The two girls, San Kay Khaing aged 16 and and Tha Zin aged 17, suffered five years of abuse at the hands of owners of the six-floor tailor shop and factory on 40th Street in the heart of the former capital, according to the victims.

Myo Thein said that the Anti-Human Trafficking Unit saw the case unfold on social media and filed charges against the offenders as per Burma’s Anti-Trafficking in Persons Law. He filed both charges against the tailors on Tuesday afternoon and said that the police station had accepted the case.

According to Article 24 of the law, anyone found guilty of trafficking in persons, especially women, children, and young persons, shall be punished with a minimum prison term of 10 years and a maximum sentence of life imprisonment.

Article 32 imposes the same punishment for anyone who “prepares, attempts, conspires, organizes, administers or abets” in any of the offences stated in the law.

The case was initially filed at the Kyauktada Township police station three months ago by U Swe Win, chief correspondent of Myanmar Now news agency, after a member of the family notified him about the abuse of the girls and asked for help in rescuing them.

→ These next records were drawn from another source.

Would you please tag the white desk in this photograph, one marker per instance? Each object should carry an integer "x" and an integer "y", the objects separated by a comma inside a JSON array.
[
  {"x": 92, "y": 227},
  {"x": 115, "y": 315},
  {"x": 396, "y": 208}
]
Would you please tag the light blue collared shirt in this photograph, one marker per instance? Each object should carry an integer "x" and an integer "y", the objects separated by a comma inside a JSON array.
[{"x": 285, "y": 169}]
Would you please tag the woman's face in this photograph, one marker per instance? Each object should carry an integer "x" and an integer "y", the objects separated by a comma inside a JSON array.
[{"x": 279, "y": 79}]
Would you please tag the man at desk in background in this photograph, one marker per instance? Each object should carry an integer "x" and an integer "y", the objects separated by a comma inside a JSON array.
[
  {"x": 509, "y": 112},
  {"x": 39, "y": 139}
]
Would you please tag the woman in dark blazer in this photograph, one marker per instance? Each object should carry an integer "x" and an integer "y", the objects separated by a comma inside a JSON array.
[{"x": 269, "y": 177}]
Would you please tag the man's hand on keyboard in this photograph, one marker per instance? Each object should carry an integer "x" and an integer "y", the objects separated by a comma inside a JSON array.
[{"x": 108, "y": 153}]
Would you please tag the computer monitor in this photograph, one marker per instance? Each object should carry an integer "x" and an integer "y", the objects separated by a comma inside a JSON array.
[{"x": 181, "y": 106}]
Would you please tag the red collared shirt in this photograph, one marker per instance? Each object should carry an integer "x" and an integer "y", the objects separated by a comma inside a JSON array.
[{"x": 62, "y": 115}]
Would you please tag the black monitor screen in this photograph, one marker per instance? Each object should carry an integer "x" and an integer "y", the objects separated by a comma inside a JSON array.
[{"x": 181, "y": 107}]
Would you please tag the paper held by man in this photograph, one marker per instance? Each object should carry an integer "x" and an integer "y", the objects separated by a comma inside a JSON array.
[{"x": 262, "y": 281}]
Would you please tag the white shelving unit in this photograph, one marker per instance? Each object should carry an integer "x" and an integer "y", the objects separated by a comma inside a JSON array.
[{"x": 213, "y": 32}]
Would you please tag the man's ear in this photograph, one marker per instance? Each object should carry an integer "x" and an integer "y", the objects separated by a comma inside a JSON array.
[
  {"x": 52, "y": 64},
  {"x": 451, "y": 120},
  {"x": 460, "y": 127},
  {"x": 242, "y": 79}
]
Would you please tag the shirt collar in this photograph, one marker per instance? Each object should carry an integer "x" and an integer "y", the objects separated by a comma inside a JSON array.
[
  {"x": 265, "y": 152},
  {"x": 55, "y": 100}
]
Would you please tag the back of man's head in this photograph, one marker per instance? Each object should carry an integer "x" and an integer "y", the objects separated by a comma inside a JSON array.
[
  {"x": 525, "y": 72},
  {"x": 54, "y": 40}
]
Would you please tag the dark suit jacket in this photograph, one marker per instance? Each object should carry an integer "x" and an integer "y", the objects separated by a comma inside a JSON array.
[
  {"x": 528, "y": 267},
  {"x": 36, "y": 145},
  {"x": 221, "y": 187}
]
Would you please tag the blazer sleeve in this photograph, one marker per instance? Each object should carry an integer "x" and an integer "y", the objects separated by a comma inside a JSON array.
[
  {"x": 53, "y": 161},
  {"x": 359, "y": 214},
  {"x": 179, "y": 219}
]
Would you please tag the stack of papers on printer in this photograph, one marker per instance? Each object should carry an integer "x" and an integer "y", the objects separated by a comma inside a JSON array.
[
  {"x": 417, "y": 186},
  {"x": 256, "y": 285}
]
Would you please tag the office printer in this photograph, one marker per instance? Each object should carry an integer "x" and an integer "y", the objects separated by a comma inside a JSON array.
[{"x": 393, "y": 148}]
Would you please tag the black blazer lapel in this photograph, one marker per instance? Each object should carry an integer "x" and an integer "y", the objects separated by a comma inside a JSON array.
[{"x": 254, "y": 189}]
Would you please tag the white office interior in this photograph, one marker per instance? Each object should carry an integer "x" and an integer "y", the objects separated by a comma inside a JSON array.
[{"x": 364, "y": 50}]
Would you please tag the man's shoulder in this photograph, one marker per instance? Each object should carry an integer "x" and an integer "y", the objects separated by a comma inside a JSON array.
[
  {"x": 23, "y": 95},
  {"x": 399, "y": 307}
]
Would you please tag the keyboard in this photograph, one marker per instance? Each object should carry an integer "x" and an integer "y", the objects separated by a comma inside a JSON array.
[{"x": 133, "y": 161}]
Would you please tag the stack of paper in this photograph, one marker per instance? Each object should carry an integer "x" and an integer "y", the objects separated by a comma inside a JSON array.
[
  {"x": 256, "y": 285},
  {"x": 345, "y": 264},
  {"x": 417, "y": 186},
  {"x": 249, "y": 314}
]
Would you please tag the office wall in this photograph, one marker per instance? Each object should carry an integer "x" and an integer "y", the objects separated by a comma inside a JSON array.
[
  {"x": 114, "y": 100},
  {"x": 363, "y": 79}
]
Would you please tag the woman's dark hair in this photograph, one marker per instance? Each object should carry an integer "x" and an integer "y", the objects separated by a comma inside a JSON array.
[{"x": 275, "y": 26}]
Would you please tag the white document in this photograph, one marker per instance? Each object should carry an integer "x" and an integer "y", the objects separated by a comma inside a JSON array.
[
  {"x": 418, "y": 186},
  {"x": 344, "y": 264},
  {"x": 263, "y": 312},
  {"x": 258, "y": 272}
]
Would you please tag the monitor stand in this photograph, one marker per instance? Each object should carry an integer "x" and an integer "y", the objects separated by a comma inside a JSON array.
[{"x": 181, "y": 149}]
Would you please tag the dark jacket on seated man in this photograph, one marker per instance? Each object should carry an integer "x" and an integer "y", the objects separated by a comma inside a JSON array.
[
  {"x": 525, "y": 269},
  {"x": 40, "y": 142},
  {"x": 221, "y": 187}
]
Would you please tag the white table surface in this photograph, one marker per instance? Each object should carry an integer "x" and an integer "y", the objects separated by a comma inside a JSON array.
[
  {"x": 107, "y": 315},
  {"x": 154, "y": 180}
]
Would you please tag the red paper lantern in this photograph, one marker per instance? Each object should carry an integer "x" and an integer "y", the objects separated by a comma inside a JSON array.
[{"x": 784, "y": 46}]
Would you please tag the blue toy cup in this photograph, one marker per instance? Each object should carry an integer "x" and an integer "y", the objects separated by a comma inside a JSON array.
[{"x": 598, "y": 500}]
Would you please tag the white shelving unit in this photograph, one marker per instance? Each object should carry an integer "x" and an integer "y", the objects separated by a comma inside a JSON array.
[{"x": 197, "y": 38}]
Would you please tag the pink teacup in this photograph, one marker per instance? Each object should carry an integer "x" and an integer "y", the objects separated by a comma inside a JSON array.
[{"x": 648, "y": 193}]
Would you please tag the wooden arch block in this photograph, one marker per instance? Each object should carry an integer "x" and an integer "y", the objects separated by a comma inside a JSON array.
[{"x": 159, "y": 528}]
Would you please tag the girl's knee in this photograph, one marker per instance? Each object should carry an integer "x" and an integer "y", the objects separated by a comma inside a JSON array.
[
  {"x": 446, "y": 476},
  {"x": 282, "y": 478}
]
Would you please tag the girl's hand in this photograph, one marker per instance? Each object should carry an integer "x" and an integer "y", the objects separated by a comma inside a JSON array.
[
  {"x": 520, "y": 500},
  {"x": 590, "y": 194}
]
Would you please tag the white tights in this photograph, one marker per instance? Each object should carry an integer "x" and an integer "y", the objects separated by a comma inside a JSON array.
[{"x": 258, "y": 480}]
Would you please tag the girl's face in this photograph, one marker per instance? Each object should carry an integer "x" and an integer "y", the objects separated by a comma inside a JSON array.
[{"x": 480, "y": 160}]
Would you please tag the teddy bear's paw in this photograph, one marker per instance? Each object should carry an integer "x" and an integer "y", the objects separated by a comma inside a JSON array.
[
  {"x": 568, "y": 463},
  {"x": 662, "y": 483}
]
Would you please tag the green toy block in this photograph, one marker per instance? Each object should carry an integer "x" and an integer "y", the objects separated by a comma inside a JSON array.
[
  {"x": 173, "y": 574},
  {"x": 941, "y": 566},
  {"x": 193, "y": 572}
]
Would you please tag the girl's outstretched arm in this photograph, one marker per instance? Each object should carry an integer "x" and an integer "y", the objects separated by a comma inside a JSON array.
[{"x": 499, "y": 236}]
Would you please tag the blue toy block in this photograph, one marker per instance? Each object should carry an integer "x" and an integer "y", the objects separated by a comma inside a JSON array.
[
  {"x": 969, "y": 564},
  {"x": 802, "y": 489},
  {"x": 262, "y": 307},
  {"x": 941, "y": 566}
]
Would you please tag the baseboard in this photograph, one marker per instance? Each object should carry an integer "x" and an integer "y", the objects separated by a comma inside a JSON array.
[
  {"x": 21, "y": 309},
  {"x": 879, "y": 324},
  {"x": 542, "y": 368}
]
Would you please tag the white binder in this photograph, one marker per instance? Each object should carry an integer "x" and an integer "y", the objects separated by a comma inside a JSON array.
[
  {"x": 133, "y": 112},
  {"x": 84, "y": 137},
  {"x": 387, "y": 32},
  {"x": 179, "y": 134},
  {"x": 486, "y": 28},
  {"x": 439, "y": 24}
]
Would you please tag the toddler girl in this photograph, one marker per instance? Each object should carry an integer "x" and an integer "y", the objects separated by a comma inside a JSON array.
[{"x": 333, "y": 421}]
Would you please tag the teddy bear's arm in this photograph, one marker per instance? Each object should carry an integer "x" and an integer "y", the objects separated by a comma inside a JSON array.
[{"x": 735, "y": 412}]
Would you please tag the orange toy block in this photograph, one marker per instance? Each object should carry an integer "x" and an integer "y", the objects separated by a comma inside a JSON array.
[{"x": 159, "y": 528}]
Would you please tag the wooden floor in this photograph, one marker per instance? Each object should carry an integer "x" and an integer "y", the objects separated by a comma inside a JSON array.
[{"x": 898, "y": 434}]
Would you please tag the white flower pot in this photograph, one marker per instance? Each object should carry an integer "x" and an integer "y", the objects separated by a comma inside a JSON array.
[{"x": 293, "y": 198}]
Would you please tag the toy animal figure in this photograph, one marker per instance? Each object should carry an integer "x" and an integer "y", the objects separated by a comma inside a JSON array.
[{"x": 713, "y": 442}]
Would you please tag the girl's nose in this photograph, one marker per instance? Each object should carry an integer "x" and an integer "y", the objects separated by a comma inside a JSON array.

When the police failed to take action, he said, he contacted the Myanmar National Human Rights Commission (MNHRC).

U Swe Win said that the police and the MNHRC had recommended that the victims’ families accept monetary compensation for the crime, since a legal fight would be lengthy and held no guarantee of justice.

The families acted on the recommendation, and the family accused of the abuse paid 4 million kyats to San Kay Khaing (US$3,235) and 1 million ($809) to Tha Zin. The amount included three years’ worth of salaries that had not been paid.

Since escaping the tailoring shop on Sept. 5, the two girls have been recovering at their family’s homes in Bawlonekwin village in Rangoon’s Kawhmu Township.

Myo Thein explained that the offenders also violated Article 3 of the law, which prohibits “debt-bondage”—whereby a debtor pledges personal labor or services to repay a debt that is not clearly defined or assessed.

“The offenders exploited the girls by not paying their full salaries for about two years,” he said. “There was also torture and physical abuse.”

Myo Thein said his unit will pursue the accused even if the families of the victims agreed to settle the case through monetary compensation.

“Such a case should not be settled or dropped,” he said.